You recently released your latest album, ‘Soar’ – can you give some insight on the recording process?

Again, we worked really long on the songs, then we recorded them very quickly in my studio to 8 track cassette tape. We never expect to deliver super tight or very ”produced’ music, it’s about, the right feel. That may sound hippie, but that’s not really a problem for me. For SOAR, We bought some synths finally and I am very proud to have used them, in a way which I feel took us to another level. The combination of rock music and electronic music still has a very long lifespan I think. It’s such a cool thing to combine and experiment on. Like a sound lab really.

What is next for HDE?

Well, actually, that’s always the question for us too, untill we agree on rehearsing and recording again. That may never happen again. So, to get back to the question, I really don’t know.

When am I finally going to get to see you play live?!?

It all depends on what the answer is to the last question. Het Droste Effect can become a one man recording project by myself, or a live orchestra. Even both.
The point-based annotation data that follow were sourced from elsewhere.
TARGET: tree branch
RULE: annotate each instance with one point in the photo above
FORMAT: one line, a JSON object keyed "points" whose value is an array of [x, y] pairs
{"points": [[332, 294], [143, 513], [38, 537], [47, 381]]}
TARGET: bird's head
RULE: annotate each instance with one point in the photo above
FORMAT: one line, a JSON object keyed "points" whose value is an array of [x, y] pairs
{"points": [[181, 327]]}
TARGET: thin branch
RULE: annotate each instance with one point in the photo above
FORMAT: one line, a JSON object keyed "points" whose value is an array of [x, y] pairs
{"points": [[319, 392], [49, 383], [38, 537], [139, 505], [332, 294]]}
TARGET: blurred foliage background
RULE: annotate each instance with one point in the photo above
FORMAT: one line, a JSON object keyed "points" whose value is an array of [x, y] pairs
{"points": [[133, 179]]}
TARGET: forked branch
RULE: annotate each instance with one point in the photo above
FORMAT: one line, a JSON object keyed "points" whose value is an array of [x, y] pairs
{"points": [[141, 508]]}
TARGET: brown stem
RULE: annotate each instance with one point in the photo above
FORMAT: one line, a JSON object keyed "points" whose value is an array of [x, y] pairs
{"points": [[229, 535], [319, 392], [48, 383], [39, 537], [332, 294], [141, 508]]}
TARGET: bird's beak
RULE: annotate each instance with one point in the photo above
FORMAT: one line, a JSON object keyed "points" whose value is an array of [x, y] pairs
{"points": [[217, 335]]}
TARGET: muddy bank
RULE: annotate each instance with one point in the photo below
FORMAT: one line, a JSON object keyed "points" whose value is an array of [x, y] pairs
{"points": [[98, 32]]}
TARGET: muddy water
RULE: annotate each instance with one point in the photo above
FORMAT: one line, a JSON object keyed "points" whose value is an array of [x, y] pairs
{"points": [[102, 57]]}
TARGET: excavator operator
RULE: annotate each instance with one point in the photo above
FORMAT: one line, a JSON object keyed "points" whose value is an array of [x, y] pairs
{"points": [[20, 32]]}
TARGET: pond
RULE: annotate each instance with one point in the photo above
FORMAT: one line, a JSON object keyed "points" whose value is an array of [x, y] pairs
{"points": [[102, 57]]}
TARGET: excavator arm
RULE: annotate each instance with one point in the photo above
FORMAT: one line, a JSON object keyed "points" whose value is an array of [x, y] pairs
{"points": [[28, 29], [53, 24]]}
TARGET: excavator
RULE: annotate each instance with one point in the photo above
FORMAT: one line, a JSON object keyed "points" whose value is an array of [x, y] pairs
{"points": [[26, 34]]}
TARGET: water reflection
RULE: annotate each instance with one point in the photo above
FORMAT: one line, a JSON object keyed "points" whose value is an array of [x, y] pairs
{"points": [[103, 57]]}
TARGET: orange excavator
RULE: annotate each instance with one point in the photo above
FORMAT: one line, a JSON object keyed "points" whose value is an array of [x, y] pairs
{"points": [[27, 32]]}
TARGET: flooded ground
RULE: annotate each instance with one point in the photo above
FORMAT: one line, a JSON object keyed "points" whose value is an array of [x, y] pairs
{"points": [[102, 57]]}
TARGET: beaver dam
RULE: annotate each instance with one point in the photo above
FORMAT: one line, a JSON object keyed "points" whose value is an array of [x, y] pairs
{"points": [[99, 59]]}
But now, my focus lies on a Hermann Blaupunkt solo record and an analog techno project called S.T. Cordell, I’m doing with some friends. It’s really cool to be making music with friends. I recently added some of my field recordings to the new Radar Men From The Moon album, after a short run of gigs I played with them last year. I am blessed. Getting all hippie again, haha.

A big thank you to Hermann for his candour.

Hippie is a word I am extremely comfortable with – I believe the world will only begin to heal itself, when the majority openly embrace a holistic culture.

Thanks again to Hermann for everything, the music, the Psych Lab, the insight and the camaraderie!

This Interview will feature in the forthcoming edition of the Optical Sounds Fanzine.